The Carter administration's new natural gas pricing bill will cost consumers more this year than will the oil price increases announced in December by the oil cartel, a consumer activist said yesterday.

James Flug, head of Energy Action, told the Senate Governmental Affairs subcommittee that the natural gas bill signed into law last November will cost $4.6 billion directly and indirectly this year. By comparison, he said, the increases approved by the Organization of Petroleum Exporting Countries will raise consumers' costs by $3 billion.

Flug's figures do not take into account a series of increases announced recently by OPEC countries.

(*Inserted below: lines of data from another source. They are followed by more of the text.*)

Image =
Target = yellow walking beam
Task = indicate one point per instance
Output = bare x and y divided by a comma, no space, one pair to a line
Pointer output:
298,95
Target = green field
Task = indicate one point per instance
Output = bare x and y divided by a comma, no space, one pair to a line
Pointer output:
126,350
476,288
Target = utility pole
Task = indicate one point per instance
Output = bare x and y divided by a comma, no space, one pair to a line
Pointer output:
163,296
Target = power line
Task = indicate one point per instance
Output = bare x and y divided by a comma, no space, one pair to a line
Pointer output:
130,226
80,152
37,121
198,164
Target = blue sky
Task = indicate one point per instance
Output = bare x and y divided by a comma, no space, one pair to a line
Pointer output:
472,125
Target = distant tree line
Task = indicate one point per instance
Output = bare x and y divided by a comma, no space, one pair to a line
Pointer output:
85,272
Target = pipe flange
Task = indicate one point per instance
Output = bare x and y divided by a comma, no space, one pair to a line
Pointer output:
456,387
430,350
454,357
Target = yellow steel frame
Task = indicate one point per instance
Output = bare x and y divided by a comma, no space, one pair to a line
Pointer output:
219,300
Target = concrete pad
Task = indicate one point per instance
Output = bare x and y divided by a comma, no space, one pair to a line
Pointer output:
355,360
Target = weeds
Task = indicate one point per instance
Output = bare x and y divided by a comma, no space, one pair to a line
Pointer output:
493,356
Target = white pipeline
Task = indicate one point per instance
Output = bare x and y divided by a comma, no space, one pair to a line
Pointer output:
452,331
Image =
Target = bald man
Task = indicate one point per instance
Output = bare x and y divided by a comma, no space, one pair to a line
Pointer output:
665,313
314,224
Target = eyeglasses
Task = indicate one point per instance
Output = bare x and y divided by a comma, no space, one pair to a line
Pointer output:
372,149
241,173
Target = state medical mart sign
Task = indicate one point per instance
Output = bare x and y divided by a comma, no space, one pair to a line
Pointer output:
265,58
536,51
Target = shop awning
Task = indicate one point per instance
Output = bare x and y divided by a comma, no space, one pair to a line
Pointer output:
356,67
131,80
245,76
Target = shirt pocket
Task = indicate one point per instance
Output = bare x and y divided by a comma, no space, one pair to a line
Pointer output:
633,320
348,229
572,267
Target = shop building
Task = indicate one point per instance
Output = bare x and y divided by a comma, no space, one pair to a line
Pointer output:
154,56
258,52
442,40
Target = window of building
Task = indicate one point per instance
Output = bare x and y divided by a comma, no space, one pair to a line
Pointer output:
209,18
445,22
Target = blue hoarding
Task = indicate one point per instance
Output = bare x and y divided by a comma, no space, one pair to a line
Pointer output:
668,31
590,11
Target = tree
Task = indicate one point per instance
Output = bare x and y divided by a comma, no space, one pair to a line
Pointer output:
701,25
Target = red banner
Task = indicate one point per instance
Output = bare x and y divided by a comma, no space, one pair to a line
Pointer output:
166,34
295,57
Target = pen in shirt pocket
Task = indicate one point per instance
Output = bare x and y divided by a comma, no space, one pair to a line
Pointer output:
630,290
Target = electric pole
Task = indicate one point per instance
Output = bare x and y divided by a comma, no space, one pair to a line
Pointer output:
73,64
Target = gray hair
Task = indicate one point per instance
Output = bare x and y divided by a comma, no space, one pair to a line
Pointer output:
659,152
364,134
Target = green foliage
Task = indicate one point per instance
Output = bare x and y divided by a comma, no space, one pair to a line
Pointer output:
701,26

Meanwhile yesterday the Senate Energy Committee released a General Accounting Office study that said that the Iranian oil squeeze will trigger a 7 percent average oil price increase from the cartel members this year. The GAO's report, drawing on data that do not reflect up-to-date shifts in the Iranian oil situation, also says that a continued shutdown could raise inflation rates by 0.7 percent by the end of 1979.

The GAO report was critical of the Carter administration's proposed energy conservation measures. The congressional auditors also said that attempting to avoid heating oil shortages next winter by drawing on the strategic petroleum reserve would dnot be effective.

At the hearing on the natural gas bill, Charles Curtis, chairman of the Federal Energy Regulatory Commission, said that under the legislation that his agency administers, gas prices will rise from $2.11 per thousand cubic feet to roughly $4 by 1985. This "will not be without significant consumer impact," he said.

More significant, in the short term, Curtis told the committee that newly drilled gas that sold for $1.51 per thousand cubic feet before Carter signed the controversial bill into law, is now eligible to be sold at the $2.11 ceiling price, amounting to a 40 percent price increase.

George H. Lawrence, the president of the American Gas Association, acknowledged to the committee that prices would increase for some categories of natural gas, but that under the new law "average residential gas prices will rise by approximately 8.1 per cent a year -- on a nationwide basis -- between now and 1985."

AGA vigorously supported passage of the gas measure and has also estimated that during 1979, residential gas bills will increase by about $33.

Curtis told the committee, "Consumers will not be sheltered from it," adding that FERC is still uncertain how much new gas will be delivered to the market as a result of these higher prices.

William W. Winpisinger, president of the Citizen Labor Energy Coalition, said that one of the reasons there has been a surge of initial price impact of the new law is that producers are seeking the highest price possible under the regulations.

The gas bill "absolutely establishes floor prices instead of ceiling prices" Winpisinger said. "We think the intent of the law is systematically being violated."

The oil and gas pipeline companies take a different position, arguing they are simply claiming revenues they are entitled to under the law and producing-state regulations.

The pipeline rate filings since the bill was signed into law "are simply reflecting the effect of the permissible statutory rate structure," says Jerome J. McGrath, president of the Interstate Natural Gas Association.